Gazze’nin Mesajı: Dünyevi Hırslar ve İslam Alemi’nin Büyük İmtihanı

Gazze’nin Sessiz Çığlığı ve Bizim Sorumluluğumuz

Bu dünyada yaşanan her olayın, içinde derin mesajlar barındırdığı bir gerçektir. Asıl mesele, bu mesajları doğru okuyabilmek ve gereğini yerine getirebilmektir.

Bugün Gazze’deki mazlumlar, sayıları iki milyarı bulan Müslümanların gözleri önünde bir soykırıma maruz kalıyor. İsrail Terör Örgütü’nün acımasız bombalarından kurtulanlar ise açlıkla mücadele ederek şehit oluyor.

Ne yazık ki, iki milyarlık devasa “İslam Âlemi”, birçok gayrimüslimin gösterdiği tepkinin ötesine geçemeyerek yalnızca “kınamakla” yetiniyor.

“Babalarımız, oğullarımız, kardeşlerimiz, eşlerimiz, aşiretlerimiz, kazandığımız mallar, durgunlaşmasından korktuğumuz ticaretimiz, beğendiğimiz meskenlerimiz… Bize Allah’tan, Peygamberinden ve O’nun yolunda cihattan daha sevgili ise, artık Allah’ın emri gelinceye kadar bekleyeceğiz!”

Rabbim, İslam Âlemi’ni “fasıklar topluluğu” olarak kalmaktan muhafaza eylesin.

Zaafiyetlerimizden Vurulmak: Şeytanın Sızma Noktaları

Servet, şöhret, şehvet… İnsanın neye karşı bir zaafı varsa, imtihanı da oradan oluyor. Şeytan, en zayıf noktanızdan sızmaya çalışır. Ben de uzun yıllardır kendi nefsimin bu gediklerini kapatma mücadelesi veriyorum.

Bu çabama, hayatın beni sık sık mezarlıklara ve hastanelere yönlendirmesi de yardımcı oluyor. Düne kadar neşe saçan insanların onkoloji servislerindeki veya mezarlıklardaki mahzun hallerini gördükçe, insan ister istemez dünya hırslarından arınıp maneviyata yöneliyor. Bu durum, üzerinizdeki “maddi baskıların” da hafiflemesini sağlıyor.

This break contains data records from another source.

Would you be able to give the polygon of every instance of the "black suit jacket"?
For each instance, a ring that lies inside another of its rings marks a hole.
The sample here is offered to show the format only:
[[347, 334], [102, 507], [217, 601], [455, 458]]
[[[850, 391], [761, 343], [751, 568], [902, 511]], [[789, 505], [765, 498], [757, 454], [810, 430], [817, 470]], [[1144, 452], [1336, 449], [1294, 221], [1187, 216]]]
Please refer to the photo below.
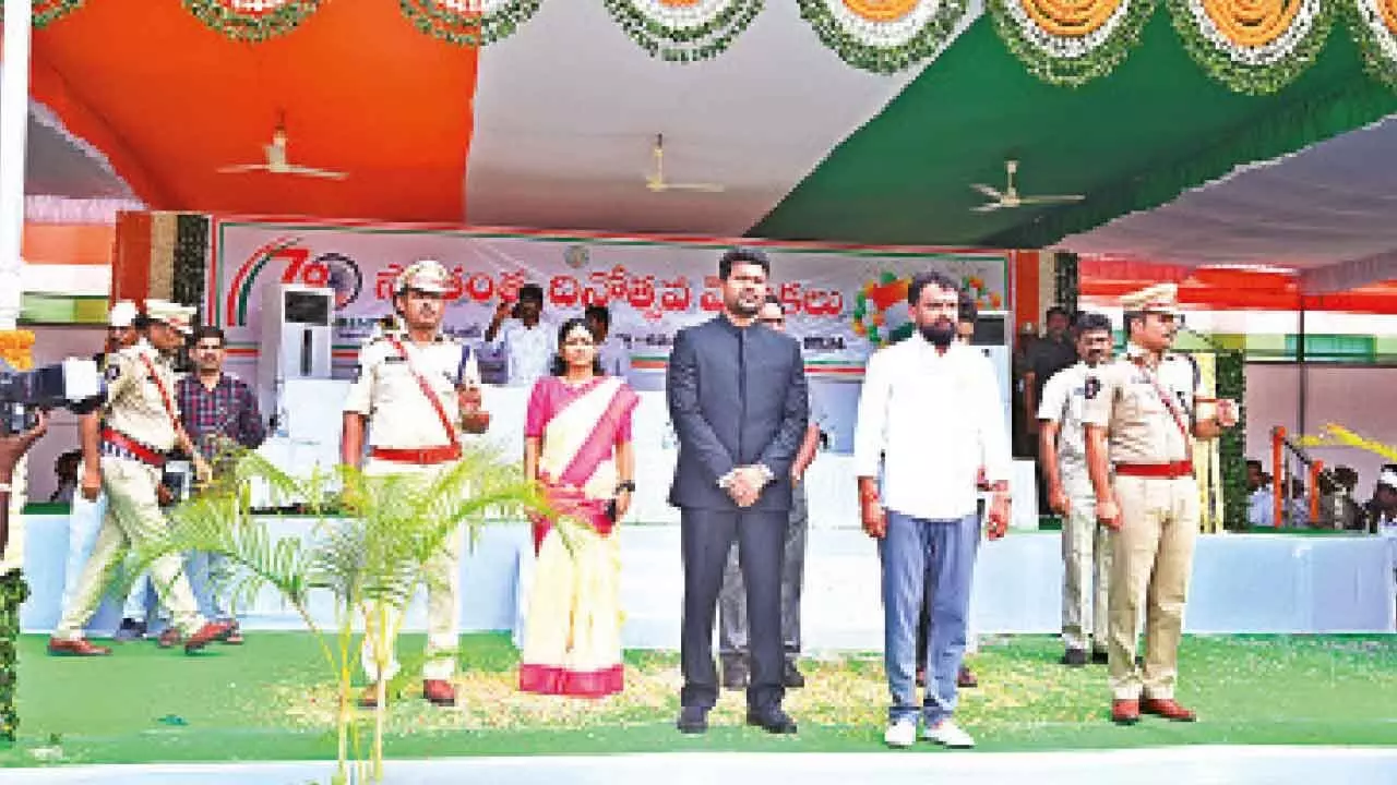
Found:
[[750, 508], [791, 508], [791, 464], [810, 416], [795, 338], [739, 328], [724, 316], [686, 327], [675, 337], [665, 388], [679, 436], [671, 504], [736, 511], [718, 478], [763, 464], [775, 478]]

“El Alem Ne Der?” Baskısından Kurtulmak

Bir zamanlar “el alem ne der?” sorusuna fazlasıyla kafa yoran bendeniz, hayli zamandır bu düşünceyi büyük ölçüde geride bıraktım. Örneğin, bazı sözlerim iktidar yanlılarını, bazıları ise muhalefet destekçilerini kızdırabiliyor. Ancak bu tepkileri gösterenlerin çoğu beni kişisel olarak tanımayan kimselerdir.

Oysa hepimiz için asıl görev, hayra motor, şerre fren olmaktır. Doğruları destekleme ve yanlışlara karşı durma hassasiyetine sahip olanlar için “kınayıcıların kınamaları” bir anlam ifade etmez.

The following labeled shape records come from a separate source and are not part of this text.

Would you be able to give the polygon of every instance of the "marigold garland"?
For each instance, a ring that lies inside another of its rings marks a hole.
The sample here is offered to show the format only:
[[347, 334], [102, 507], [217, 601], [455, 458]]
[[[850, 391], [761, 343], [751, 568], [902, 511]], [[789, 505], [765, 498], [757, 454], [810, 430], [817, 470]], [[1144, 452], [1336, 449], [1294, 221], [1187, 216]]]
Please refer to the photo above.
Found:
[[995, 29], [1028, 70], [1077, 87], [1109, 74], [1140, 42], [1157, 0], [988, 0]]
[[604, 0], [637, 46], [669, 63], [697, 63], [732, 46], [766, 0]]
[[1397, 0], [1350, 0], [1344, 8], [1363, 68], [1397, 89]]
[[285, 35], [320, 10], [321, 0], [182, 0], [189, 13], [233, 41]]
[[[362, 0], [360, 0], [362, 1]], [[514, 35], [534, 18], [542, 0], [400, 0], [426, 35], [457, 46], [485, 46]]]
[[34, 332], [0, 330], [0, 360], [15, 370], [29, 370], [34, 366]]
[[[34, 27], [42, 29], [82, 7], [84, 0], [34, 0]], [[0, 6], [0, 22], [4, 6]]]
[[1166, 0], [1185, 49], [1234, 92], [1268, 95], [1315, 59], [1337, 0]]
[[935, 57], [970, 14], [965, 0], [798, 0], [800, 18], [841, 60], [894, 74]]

Menfaat Çevreleri ve Sahte Dostluklar

Toplumda servetin, şöhretin ve diğer dünyevi zaafların esiri olanların oranı ne kadar azalırsa, o toplumun yolu o kadar aydınlık olur. Unutmayın, yalancı dostlar sizi kendinizden uzaklaştırır. Menfaatçi insanlar, sizin kim olduğunuza değil, sahip olduğunuz etiketlere ve güce önem verirler. Onlar için mühim olan, kendilerine fayda sağlayacak güç merkezlerinin yanında yer almaktır. Bu güç merkezi değiştiğinde, onların sadakati de anında yön değiştirir.

Bir politikacının, “Hangi takımı tutuyorsunuz?” sorusuna verdiği, “Hangi takım kazanırsa o takımı!” cevabı bu durumu çok net özetlemektedir.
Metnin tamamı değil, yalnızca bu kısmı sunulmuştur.